I was reliably told that the noise they make will likely be in breach of council's consented noise level of 50 decibels for residential zones.
For the poet in us, the din they make is the music of summer.
The Bugman was one of two keynote speakers at the official launch at Southward Car Museum of FFFlair, a foundation supporting a new national event.
The inaugural event, to be held in February next year, aims to bring key horticultural players and their products to Kāpiti.
The focus is to capture and promote the response of the horticultural industry (worth $7 billion to the NZ economy) to the global consumer movement towards sustainability.
The science and technology of a new agronomic that's looking at: growing more food from less land; reducing the use of chemicals; managing challenges to freshwater supply, transport, storage and post-harvest loss.
And doing all this through promoting the natural ecology.

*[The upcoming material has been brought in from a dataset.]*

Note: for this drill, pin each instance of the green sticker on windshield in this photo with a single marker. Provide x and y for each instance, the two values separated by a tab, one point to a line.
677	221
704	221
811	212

Second keynote speaker, Andrew Tomlin Fisher, is an internationally known designer of sustainable gardens.
He said that the FFFlair horticulture event, as visioned by multiple national award-winning landscape designer, Ben Hoyle, was a unique response to global challenges and certain to attract international interest.
Ben is a Kāpiti resident.
Bugman Ruud's address on the educational value of the FFFlair event coincides with the warning, issued recently by scientists, that the world's insect biodiversity has seen a significant collapse creating a clear danger to the agro-industry that feeds the world.
Ruud pointed out that increased industrialised urban living has reduced ecological literacy and alienated people from our natural environment.
He said the growing awareness of this makes events like FFFlair critical.
He congratulated the Kāpiti council for supporting the development of the event.
FFFlair received a $30K seeding grant from council's economic development events funding.
Council also supports the event being held on the 60-hectare Otaraua Park.
Otaraua is council's biggest piece of recreational green canvas with huge potential to host large events.
The vision, developed though an extensive public consultation process, blends intensive ecological restoration with recreational use.
Otaraua is also embraced by the Waikanae River which, while being the freshwater lifeblood to the urban centre of Kāpiti, is also the connection for the eco-corridor from the mountains to the sea where it flows through the Waikanae Estuary Scientific Reserve and empties into the Kāpiti Marine Reserve, the waters of which lap the shores of the nationally significant Kāpiti Island Nature Reserve.
The potential synergy of the FFFlair event in Otaraua Park with the total eco-package linked by the Waikanae River is huge.